Долгий изучающий взгляд, шаг в мою сторону. Одним пальцем цепляю петлю на ошейнике и всю дорогу идём молча. Перед воротами несильно дёргается назад, освобождаясь. Снова пристально смотрит на меня.
— Заходи давай.
Переступает осторожно, идёт к двери. Впускаю, он нерешительно входит в дом.
После первой радости тёща озадачилась:
— Какое же имя ему дать? — Спрашивает затем у пса. — Как тебя зовут?
Смотрит на неё, не моргая. После проигнорированных нескольких десятков вариантов поднимает голову.
— Дик? Ну, будешь Диком. — Подошёл и носом в ладонь ткнулся.
Так и остался. Дрессировка – честно говоря, я не понял, кто кого пытался дрессировать.
— Сидеть. — Садится с радостью.
Глажу слегка и делаю шаг в сторону, тут же лапа упирается в мою ногу – куда пошёл, мало погладил. Гладить, щёткой вычёсывать – до бесконечности готов стоять. Утром встаю – первым делом перекур. Если на пороге не поймал, приходит и передними лапами забирается на колени, а если стою, на что угодно может опереться – гладь!
Другие команды – с горем пополам, вместо «фу» «тпрусь» лучше работает. Видно, ещё с прошлой жизни доставалось, опасается, когда на него замахиваешься чем-то, будь то тряпка или веник. Понимает, когда накосячил, а когда балуюсь – в этом случае в ответ гавкает, будто ворчит на меня. Голосок под стать – соседские собаки вмиг замолкают, стоит Дику пасть раскрыть.
Спустя месяц во время очередного обстрела он снова сбегает со двора. Тёща едва не в слезах, я бегаю в розысках по городу вечер до самой темноты. А ровно через сутки он сам возвращается и встречает меня у ворот.
— Как же ты, зараза, со двора выбрался, всё ж загорожено? — Спрашиваю.
Через несколько дней довольно близкий разрыв мины застал его во дворе. Быстро выскакиваю, чтобы впустить собаку в дом, а он практически на вершине забора из металлической сетки – не прыжком, а ползет, словно кот.
— Дик! — Услышав, отцепляется и ко мне бежит.
За полгода Дик подрос ещё, особенно вширь. С командами не паримся, он, кажется, понимает абсолютно всё, что ему говоришь. На обеденный стол мордаха уже сверху укладывается.
— Дик, отвали, дай поесть. — Отвернётся, сядет спиной к столу, затем понемногу голову поворачивает, косится с обиженным видом – ну когда ж у тебя совесть проснется вкусняшку дать.
Сижу за столом, морда мягко подбивает локоть и ныряет почти под мышку – не соскучился, не забыл про меня? Игривость по мере взросления тоже, похоже, растёт – любимое развлечение – футбол пустой пластиковой бутылкой слышно за квартал. Да и побегать мы не прочь.

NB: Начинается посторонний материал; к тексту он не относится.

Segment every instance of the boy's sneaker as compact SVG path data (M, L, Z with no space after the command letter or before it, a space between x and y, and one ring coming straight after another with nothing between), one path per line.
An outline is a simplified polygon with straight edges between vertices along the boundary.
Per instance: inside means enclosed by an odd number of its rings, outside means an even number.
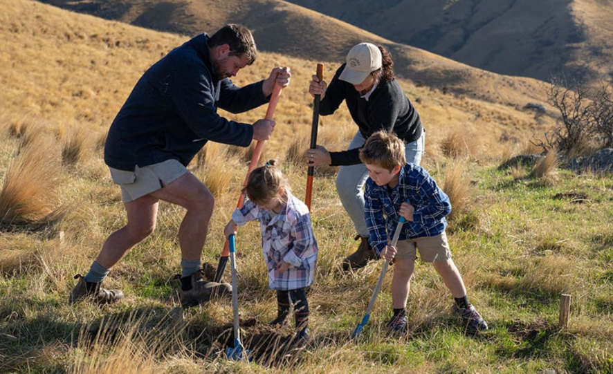
M468 308L466 309L461 309L457 305L453 306L454 311L462 317L466 333L475 334L479 331L485 331L488 329L487 323L472 304L469 305Z
M123 299L123 292L121 290L102 288L99 283L85 281L85 278L80 274L75 275L75 279L79 279L79 281L71 292L68 301L71 304L87 299L95 303L103 305Z
M402 313L395 315L387 324L387 329L390 333L404 334L407 332L407 315Z

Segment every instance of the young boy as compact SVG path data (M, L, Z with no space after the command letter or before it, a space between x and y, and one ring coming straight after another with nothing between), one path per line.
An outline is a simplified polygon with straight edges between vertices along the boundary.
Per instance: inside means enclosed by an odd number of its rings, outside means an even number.
M364 194L369 241L380 257L387 261L396 259L392 279L394 316L390 330L407 330L407 298L417 250L422 261L432 263L451 291L455 299L454 310L461 316L466 332L487 330L486 321L468 302L462 277L451 259L445 234L445 216L451 212L449 197L425 169L406 163L404 144L392 133L374 133L360 150L360 159L370 177ZM399 216L407 222L394 247L388 245L387 233L394 232Z

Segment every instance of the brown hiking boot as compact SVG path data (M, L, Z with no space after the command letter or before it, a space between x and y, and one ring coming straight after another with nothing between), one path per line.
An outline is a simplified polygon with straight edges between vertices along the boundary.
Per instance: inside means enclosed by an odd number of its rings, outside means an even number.
M224 294L232 294L232 286L226 283L210 282L202 279L202 273L196 272L189 277L179 277L181 285L184 282L190 283L192 288L183 290L181 289L181 303L183 308L194 306L200 303L208 301L214 297L220 297ZM185 278L190 278L186 279Z
M75 279L79 279L77 286L71 292L70 303L75 303L82 300L89 301L97 304L108 304L123 299L123 292L121 290L107 290L102 288L100 283L85 281L80 274L75 276Z
M369 260L374 260L377 258L374 250L368 243L368 238L358 235L356 236L356 240L358 240L358 238L361 241L360 242L360 246L358 247L358 250L345 257L342 261L342 270L345 271L349 271L349 269L355 270L363 268L366 266Z

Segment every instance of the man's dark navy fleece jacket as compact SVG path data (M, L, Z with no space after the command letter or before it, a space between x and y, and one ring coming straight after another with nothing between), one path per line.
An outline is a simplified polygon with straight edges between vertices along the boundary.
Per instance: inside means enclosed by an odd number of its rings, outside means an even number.
M266 103L263 81L242 88L220 81L208 39L203 34L174 48L140 77L111 124L107 165L134 171L174 158L187 166L208 140L250 144L252 126L219 116L217 108L237 113Z

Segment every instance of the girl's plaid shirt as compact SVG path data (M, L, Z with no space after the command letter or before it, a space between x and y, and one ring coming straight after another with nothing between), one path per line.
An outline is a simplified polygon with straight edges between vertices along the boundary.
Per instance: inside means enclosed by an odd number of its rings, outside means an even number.
M380 254L387 245L387 233L396 230L400 205L407 199L415 207L413 221L405 222L399 240L441 234L447 227L445 216L451 212L449 197L437 185L423 167L407 164L399 173L398 185L392 189L366 181L364 215L370 234L368 241Z
M262 251L271 290L296 290L310 286L318 250L309 208L288 192L287 204L279 214L273 214L248 200L242 208L232 213L232 219L239 227L250 221L259 221ZM284 272L277 270L277 264L281 260L292 265Z

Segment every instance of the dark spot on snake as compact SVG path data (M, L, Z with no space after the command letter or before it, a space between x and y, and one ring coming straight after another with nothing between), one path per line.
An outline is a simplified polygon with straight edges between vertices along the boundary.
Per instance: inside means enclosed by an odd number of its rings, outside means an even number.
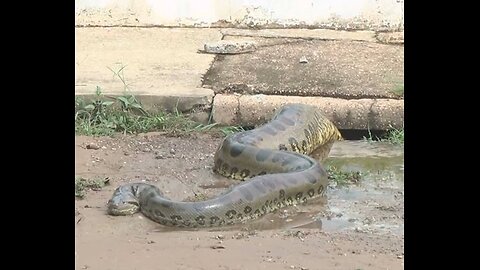
M273 130L271 127L268 127L268 126L265 126L265 127L261 128L260 131L263 131L263 132L265 132L269 135L272 135L272 136L277 135L277 132L275 130Z
M173 220L173 221L180 221L180 220L183 220L183 218L179 215L171 215L170 218Z
M247 169L244 169L240 172L240 177L242 178L247 178L250 175L250 171Z
M253 200L253 195L252 193L250 193L250 190L248 190L247 188L240 189L240 193L242 193L242 195L245 197L245 199L247 199L247 201Z
M278 121L273 121L272 123L272 126L277 129L277 130L280 130L280 131L284 131L285 130L285 127Z
M293 126L295 125L295 122L293 122L292 120L288 119L287 117L282 117L279 119L283 124L287 125L287 126Z
M308 152L308 144L305 140L302 140L302 151L304 154Z
M228 169L230 169L230 166L228 166L227 163L223 163L223 165L222 165L222 171L227 172Z
M288 197L288 198L287 198L287 203L290 204L290 205L293 204L293 199L292 199L292 197Z
M238 169L236 167L232 167L232 169L230 170L230 176L235 175L237 172L238 172Z
M320 187L318 187L317 193L318 193L319 195L322 195L322 192L323 192L324 189L325 189L325 188L323 187L323 185L320 185Z
M317 178L315 178L315 176L311 175L310 173L305 172L304 175L305 175L305 178L307 178L309 183L315 184L317 182Z
M245 149L245 145L240 144L240 143L236 143L236 144L232 145L232 147L230 148L230 156L236 157L236 156L240 155L243 152L244 149Z
M159 220L157 220L157 222L162 224L162 225L167 225L167 221L165 219L159 219Z
M215 160L215 164L213 166L214 169L220 169L220 167L222 166L222 163L223 163L223 160L221 158L217 158Z
M228 219L232 219L236 214L237 214L237 211L228 210L227 213L225 213L225 216L227 216Z
M264 186L268 186L269 188L275 188L275 183L271 181L272 179L263 179L262 181Z
M258 175L260 175L260 174L258 174ZM265 193L266 190L265 190L265 187L262 185L262 182L260 182L260 181L253 181L253 182L252 182L252 185L253 185L257 190L259 190L260 192Z
M162 211L158 210L158 209L155 209L155 216L157 217L165 217L165 215L162 213Z
M286 157L283 161L282 161L282 166L286 166L292 162L295 161L295 158L293 157Z
M282 143L282 144L279 144L279 145L278 145L278 150L287 151L288 149L287 149L287 147L285 146L285 144Z
M281 159L282 159L283 155L279 154L279 153L276 153L275 155L273 155L272 157L272 162L275 163L275 162L279 162Z
M308 124L310 126L310 124ZM307 140L311 141L311 138L310 138L310 131L308 129L304 129L303 132L305 132L305 138L307 138Z
M205 216L198 216L195 218L195 221L200 225L205 225Z
M217 217L217 216L210 217L210 225L215 224L219 220L220 220L220 218Z
M287 177L287 182L290 184L296 184L297 183L297 178L295 176L288 176Z
M288 138L288 143L290 144L290 146L292 147L292 150L294 152L299 152L298 150L300 150L300 149L298 147L297 139L295 139L293 137L290 137L290 138Z
M259 162L265 161L270 156L271 153L272 153L271 150L261 149L258 151L257 155L255 156L255 159Z

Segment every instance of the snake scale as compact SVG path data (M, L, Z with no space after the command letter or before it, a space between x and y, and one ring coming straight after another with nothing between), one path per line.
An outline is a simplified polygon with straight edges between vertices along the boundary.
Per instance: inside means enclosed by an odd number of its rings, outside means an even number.
M213 171L249 181L205 201L171 201L154 185L118 187L107 203L110 215L141 211L174 227L218 227L256 219L276 209L323 196L326 158L340 132L316 107L283 106L268 123L227 136L214 156Z

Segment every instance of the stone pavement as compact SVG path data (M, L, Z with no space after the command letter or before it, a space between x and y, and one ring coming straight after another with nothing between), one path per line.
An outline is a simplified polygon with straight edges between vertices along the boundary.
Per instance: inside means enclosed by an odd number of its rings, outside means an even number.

Вот и сейчас выходим во двор на перекур вместе. Дик отходит по своим собачьим делам в дальний угол, затем топает в другой конец двора. На половине его пути доносится далёкий взрыв.
— Не бойся, это далеко. — После секундного зависания продолжает свой путь.
Снова взрыв, немного сильнее. Подходит, не особо торопясь, и садится рядом. Взгляд на дверь, затем на меня. Минуты тишины вдохновляют его на новую пробежку по двору.
— Дик, я захожу. Ко мне. Домой. Иди, вкусняшку дам. — Реакции ноль. — А погладить мальчика?
Бежит и, кажется, улыбается.
— Ты не овчарка, ты неженка, хуже кошки. — Суёт нос в ладонь – обещал погладить, выполняй.